Kurs dolara w rublach zniżkował w środę o blisko 5 proc., do 101 rubli. Przypomnijmy, że w pierwszych dniach marca za dolara płacono chwilami nawet ponad 150 rubli. Dolar słabł z godziny na godzinę także do pozostałych walut regionu, w tym do korony czeskiej i oczywiście złotego. W jak dotąd najgorszym momencie marca za dolara płacono nawet 4,60 zł, jednak w środę po południu, po trzecim z rzędu dniu zniżek, dolar wyceniany był na 4,25 zł. Euro kosztowało 4,67 zł.
Na amerykańskim rynku inwestorzy wyczekiwali wieczornego posiedzenia Fedu, podczas którego miało dojść do podwyżki stóp procentowych w USA o 0,25 pkt proc.

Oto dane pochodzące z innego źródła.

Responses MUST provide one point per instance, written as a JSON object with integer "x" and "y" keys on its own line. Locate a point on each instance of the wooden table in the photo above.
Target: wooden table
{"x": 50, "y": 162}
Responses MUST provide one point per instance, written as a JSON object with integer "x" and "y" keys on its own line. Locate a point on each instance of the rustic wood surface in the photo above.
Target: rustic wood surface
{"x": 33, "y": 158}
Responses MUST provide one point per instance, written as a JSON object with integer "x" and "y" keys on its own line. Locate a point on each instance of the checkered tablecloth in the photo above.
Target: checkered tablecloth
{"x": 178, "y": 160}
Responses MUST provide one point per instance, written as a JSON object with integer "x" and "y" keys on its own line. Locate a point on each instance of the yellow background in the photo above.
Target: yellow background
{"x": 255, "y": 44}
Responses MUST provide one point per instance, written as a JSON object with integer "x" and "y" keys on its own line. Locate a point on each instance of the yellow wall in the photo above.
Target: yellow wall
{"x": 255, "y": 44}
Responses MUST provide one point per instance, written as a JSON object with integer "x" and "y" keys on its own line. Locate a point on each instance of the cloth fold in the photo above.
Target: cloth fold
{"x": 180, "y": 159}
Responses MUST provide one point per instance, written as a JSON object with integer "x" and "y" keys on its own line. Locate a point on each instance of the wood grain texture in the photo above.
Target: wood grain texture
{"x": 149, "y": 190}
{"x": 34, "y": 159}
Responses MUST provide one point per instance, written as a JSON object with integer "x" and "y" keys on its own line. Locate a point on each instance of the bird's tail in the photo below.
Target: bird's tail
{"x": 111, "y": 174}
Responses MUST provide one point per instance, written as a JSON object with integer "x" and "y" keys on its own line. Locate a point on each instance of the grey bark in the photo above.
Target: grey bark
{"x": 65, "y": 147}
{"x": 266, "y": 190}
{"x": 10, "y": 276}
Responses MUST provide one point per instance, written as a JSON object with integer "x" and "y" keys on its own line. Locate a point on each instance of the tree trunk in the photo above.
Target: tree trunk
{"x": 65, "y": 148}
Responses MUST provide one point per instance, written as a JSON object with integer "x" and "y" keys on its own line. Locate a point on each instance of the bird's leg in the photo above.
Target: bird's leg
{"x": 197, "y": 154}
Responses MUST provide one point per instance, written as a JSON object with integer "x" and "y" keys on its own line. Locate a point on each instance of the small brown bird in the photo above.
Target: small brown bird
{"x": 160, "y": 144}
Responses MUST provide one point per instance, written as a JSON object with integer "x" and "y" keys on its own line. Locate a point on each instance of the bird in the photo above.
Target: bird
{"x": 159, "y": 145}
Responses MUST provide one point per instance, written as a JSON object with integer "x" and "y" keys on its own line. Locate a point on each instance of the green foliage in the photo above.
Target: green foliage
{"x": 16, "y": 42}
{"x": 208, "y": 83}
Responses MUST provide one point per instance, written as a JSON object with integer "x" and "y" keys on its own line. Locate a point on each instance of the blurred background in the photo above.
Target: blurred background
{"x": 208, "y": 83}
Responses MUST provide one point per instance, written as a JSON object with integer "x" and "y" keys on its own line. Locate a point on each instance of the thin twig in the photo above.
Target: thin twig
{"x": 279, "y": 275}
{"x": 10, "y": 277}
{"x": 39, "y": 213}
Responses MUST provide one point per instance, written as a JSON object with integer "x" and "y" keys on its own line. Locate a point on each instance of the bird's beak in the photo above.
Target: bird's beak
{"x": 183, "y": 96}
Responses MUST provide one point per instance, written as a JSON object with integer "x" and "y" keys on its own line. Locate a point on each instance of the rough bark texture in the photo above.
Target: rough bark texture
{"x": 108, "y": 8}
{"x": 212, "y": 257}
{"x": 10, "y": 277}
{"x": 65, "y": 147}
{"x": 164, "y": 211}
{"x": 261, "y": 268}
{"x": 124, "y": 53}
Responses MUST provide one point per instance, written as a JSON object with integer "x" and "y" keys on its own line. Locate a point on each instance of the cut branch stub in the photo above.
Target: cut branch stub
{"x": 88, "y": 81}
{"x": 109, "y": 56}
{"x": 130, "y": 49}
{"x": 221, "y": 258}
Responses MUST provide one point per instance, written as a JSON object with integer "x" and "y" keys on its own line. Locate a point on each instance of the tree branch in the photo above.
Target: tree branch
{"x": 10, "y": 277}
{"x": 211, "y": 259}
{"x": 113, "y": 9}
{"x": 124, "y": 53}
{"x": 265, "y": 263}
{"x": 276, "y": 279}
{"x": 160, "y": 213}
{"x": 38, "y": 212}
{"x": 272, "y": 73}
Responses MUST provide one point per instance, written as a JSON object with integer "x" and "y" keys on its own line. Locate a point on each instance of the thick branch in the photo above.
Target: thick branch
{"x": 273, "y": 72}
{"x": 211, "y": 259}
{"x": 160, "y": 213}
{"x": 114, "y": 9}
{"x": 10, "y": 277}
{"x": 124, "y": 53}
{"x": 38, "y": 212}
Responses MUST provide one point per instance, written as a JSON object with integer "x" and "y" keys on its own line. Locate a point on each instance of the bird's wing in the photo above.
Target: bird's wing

Jak zauważają analitycy, statystycznie dolar tracił dotąd po pierwszej podwyżce w ostatnich cyklach podwyżek.
Słabszy dolar nie był wsparciem dla złota, które w środę zniżkowało. Jedna uncja była wyceniana na 1910 dolarów, czyli o 0,3 proc. mniej niż dzień wcześniej na zamknięciu. Złoto ma za sobą serię zniżek po tym, jak w marcu dotarło do 2050 dolarów za uncję.